Da sich der Besitzer des Restaurants nicht wieder gemeldet hatte habe ich beschlossen direkt mit der beiden Italienern Richtung Südwesten zu reisen und York zu verlassen.  Dort wollten wir einen Job auf einer Obst- bzw. Weinplantage suchen. Die Jungs waren nach dem Kauf des Vans total abgebrannt und brauchten dringend einen Job und ich wollte eh früher oder später in den Südwesten reisen. Ich fand die Vorstellung nicht so schlecht mal auf einer Plantage zu arbeiten und Obst zu pflücken. 300 km südlich von Perth angekommen versucheten wir alles um einen Job zu bekommen: Von Job-Agencies über Working Hostel, Online Bewerbung bis schließlich direkt zu den Besitzern der jeweiligen Plantagen zu fahren und direkt nach Jobs zu fragen. Nichts half, da wegen der Überflutung Queenslands und anderen Anbaugebieten ungefähr alle sich in Australien aufhaltenden Backpacker gerade im von Unwettern verschonten Südwesten waren um wie wir hier arbeit zu finden. Da ich gerade noch nicht so besonders darauf angewiesen sofort Geld zu verdienen war das alles nicht so schlimm für mich. Die Italiener waren da ein wenig besorgter, aber nur ein wenig. Es war eigentlich alles ziemlich relaxed denn die Italiener an sich sind seeeeehr langsam und wenn ich das sage könnt ihr euch ja vorstellen wie langsam das sein muß :) Der Waaahnsinn. Wir haben so ziemlich nichts gemacht (außer der Jobsuche) als abgehangen und gequatscht und jeden Abend irgendwelche andere Backpacker getroffen die auch auf der Suche nach einem kostenfreien Platz für die Nacht waren...und gekocht und gequatscht. Großartig! So ging das ungefähr eine ganze Woche lang. Danach haben wir dann zwei Franzosen getroffen, Florealle und Thomas. Mit denen haben wir uns auf anhieb sehr gut verstanden und entschieden gemeinsam einen Job zu suchen. Allerdings wurden wir immer wieder auf die nächsten Wochen vertröstet (eine neue Sorte Äpfel sollten dann gepflückt werden). Also schlugen wir die Zeit tot. Das sah dann ungefähr so aus:


Streetmusik...

feiern mit Maga...

und der Band: "Delayed Reaction", die nur für uns gespielt haben, da sonst keiner Interesse gezeigt hat.

Nach einer Woche der Jobsuche entschieden sich die Italoboys an Ort und Stelle zu bleiben und über ein Working-Hostel in den nächsten Wochen einen Job zu bekommen. In der Hoffnung, dass in den nächsten Wochen ein Job frei wird. Das war mir und den neuen französischen Freunden aber zu langweilig und wir entschlossen uns weiter gen Osten bis nach Albany zu reisen und auf einen Anruf einer Farm oder den Italienern zu warten. So verabschiedeten wir uns dann von den Italienern in der Hoffnung sie wieder zu sehen sobald ein Job in der Region frei werden sollte.
Meine neuen Travelmates: Florealle, ein ruhiges Mädchen die Sprachen in Lyon studiert.

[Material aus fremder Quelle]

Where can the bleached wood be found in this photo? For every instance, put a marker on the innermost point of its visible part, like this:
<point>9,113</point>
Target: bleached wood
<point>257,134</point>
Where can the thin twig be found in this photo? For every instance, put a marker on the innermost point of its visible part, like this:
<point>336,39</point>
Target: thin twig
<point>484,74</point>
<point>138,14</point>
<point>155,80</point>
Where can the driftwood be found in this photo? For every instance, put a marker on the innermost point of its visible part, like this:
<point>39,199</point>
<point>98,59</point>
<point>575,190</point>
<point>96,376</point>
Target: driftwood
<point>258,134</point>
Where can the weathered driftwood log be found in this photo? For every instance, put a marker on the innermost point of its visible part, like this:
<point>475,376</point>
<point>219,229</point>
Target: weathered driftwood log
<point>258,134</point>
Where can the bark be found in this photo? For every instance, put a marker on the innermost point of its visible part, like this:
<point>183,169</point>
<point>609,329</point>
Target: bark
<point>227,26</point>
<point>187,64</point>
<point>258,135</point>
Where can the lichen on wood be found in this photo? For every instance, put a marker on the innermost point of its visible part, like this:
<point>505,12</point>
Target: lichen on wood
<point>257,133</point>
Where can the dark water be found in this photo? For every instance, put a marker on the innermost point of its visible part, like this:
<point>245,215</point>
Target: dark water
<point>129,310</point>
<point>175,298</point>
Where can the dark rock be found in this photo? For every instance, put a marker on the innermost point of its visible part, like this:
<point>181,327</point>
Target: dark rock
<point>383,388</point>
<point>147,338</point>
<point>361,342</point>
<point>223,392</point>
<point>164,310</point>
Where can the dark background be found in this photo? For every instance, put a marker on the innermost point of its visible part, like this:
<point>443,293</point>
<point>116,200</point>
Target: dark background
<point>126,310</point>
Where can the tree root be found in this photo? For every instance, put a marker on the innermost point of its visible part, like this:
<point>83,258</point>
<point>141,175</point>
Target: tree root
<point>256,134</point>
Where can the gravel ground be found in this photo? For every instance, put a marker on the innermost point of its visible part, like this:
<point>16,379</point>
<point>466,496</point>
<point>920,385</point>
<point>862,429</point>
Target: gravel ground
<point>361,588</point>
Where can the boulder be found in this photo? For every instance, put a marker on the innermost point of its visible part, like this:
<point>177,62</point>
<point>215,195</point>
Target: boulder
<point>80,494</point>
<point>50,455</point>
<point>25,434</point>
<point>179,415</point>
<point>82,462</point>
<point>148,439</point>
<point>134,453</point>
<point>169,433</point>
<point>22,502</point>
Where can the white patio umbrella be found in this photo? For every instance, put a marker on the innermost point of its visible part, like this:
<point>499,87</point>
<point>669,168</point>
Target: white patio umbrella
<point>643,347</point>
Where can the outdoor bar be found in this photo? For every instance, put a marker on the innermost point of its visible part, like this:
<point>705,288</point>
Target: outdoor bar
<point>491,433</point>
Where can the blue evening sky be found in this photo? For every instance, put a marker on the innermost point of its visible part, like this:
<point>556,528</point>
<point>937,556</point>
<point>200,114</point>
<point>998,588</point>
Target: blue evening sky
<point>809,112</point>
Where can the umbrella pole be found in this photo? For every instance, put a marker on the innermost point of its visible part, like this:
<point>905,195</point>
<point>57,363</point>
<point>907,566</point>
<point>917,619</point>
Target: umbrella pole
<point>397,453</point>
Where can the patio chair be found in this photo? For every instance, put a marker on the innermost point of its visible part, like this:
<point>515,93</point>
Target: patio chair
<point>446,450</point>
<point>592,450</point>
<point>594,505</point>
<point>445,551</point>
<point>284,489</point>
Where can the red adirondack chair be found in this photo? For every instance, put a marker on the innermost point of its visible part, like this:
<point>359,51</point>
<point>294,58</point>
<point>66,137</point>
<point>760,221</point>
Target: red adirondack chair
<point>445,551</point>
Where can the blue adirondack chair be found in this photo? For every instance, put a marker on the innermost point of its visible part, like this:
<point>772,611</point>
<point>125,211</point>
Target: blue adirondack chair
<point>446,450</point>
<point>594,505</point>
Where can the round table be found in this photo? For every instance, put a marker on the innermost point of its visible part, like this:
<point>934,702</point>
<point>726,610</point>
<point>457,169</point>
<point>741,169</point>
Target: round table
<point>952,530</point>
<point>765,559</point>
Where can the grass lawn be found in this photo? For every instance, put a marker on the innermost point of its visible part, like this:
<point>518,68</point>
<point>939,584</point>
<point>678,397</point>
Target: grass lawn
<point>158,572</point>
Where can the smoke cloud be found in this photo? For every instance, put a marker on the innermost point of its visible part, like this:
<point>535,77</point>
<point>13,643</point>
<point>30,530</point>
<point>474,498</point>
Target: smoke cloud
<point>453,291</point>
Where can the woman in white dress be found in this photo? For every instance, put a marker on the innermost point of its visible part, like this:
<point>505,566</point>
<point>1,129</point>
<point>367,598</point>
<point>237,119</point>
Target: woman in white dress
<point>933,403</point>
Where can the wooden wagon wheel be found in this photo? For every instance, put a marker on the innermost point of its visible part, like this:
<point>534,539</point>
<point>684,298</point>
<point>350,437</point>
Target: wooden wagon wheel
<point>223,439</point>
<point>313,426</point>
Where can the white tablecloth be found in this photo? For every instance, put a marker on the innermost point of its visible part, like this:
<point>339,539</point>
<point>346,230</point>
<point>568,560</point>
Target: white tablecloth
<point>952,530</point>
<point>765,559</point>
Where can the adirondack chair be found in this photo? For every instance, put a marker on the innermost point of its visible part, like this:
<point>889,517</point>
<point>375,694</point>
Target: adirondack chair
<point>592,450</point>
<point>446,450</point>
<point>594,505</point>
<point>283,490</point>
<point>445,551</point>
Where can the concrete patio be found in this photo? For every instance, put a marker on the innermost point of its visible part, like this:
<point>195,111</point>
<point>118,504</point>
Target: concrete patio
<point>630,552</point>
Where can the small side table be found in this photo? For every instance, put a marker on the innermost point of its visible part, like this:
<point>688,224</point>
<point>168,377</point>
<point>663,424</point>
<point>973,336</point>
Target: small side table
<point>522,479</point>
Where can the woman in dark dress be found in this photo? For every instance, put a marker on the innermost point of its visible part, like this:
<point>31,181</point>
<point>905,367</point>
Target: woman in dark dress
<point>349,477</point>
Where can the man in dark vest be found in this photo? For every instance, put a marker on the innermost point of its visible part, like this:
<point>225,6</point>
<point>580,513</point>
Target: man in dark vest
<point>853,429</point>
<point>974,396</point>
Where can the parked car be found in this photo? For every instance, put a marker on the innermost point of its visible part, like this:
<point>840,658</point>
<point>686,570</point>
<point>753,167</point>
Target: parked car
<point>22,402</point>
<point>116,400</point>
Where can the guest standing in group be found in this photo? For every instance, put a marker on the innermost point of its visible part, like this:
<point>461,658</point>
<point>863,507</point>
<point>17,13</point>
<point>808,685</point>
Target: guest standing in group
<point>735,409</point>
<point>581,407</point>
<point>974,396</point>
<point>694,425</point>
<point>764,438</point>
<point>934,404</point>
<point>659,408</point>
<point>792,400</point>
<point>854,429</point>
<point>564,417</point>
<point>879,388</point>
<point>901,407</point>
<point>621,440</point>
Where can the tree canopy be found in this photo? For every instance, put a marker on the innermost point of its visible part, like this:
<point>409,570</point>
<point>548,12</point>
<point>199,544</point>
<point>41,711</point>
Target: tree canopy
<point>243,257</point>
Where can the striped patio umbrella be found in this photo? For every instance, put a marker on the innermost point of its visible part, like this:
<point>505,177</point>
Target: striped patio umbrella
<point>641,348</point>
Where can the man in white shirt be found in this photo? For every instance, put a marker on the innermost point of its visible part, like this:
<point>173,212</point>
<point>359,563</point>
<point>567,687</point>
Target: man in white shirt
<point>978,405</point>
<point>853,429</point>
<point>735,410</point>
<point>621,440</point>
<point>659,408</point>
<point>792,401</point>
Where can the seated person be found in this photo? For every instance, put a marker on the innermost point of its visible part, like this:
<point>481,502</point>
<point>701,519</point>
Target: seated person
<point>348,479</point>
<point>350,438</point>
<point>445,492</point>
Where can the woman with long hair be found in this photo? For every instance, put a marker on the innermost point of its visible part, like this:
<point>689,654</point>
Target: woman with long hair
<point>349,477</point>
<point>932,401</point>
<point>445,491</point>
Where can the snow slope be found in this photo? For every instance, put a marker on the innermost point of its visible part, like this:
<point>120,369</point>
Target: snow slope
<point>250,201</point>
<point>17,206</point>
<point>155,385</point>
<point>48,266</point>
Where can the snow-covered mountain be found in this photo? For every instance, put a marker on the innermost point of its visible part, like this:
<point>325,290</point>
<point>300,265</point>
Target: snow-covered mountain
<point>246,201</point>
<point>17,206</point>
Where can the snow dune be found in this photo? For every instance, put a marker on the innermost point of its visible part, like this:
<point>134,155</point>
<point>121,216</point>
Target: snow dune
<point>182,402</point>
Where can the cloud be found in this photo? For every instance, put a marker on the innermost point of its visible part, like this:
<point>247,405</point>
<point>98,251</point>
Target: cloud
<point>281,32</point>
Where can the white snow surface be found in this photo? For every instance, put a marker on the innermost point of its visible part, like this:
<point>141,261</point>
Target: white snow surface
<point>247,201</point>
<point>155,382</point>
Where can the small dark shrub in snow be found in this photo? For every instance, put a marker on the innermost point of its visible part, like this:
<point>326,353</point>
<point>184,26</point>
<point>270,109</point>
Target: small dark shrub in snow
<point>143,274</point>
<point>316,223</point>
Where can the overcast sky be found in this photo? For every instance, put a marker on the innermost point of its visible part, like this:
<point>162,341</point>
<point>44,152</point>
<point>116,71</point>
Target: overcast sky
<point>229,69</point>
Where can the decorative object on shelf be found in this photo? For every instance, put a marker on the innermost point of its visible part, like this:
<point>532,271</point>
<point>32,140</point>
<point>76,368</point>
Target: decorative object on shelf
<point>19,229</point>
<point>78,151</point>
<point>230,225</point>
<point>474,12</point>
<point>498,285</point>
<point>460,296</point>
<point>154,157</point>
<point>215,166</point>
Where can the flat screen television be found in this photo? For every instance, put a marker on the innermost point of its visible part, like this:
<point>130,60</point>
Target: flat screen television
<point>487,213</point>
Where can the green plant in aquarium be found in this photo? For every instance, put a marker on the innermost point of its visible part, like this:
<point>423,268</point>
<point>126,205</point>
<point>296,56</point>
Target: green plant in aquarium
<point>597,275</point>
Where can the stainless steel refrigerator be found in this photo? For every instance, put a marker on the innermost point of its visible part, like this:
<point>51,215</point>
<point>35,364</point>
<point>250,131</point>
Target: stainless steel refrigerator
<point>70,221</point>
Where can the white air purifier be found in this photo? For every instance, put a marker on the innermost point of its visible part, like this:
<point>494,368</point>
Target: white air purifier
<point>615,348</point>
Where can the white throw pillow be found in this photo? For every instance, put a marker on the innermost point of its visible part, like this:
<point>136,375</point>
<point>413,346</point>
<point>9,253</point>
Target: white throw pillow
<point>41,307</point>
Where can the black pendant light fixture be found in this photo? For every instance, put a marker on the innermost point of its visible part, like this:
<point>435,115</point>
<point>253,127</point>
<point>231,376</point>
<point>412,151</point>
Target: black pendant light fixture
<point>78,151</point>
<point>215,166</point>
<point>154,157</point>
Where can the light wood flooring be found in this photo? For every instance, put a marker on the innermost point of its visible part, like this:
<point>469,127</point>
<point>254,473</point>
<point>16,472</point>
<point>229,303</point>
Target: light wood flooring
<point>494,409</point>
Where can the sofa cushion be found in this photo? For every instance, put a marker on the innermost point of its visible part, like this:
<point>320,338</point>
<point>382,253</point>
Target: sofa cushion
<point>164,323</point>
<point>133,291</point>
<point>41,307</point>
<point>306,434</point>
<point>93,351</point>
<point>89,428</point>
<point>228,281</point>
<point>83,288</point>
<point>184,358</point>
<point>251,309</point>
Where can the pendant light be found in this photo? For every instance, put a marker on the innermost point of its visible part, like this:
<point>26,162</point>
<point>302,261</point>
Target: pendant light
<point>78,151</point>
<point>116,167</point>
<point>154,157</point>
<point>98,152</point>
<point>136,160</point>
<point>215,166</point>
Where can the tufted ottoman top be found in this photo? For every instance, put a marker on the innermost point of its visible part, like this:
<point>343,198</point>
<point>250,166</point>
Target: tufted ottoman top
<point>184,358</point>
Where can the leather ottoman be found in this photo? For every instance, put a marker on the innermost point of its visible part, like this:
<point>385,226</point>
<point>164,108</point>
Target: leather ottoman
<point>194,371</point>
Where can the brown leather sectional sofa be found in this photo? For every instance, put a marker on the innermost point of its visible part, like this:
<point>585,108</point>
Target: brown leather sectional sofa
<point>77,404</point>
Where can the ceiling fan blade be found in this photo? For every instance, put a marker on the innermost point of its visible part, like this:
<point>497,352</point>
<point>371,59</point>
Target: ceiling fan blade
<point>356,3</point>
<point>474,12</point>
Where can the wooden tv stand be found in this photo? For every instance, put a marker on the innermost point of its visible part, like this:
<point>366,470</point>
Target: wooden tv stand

und es liebt Ukulele zu spielen...obwohl sie es nicht kann. Sollte in den nächsten Tagen zur Folter für die Ohren werden ;)

Und Thomas:
 mit ihm bin ich komplett auf einer Wellenlänge. Ein ironischer schräger Franzose.

er liebt Gun (Australischer Billigwein in 4 Literkanistern) wie man sieht. :-D

Gemeinsam waren wir also nun auf Tour.

Jeden Tag so ca. 50 bis 100 km von Strand zu Strand.

und suchten uns dann schöne Plätze zum übernachten und abhängen...

um dann ungefähr so aufzuwachen...

oder in den Abendstunden ein wenig Angel zu gehen...

gemeinsam mit Thomas natürlich der übrigens ähnlich erfolgreich ist beim Angeln wie ich... es gab also nie Fisch :-D

Hier war es auch schön: Little Beach in Albany.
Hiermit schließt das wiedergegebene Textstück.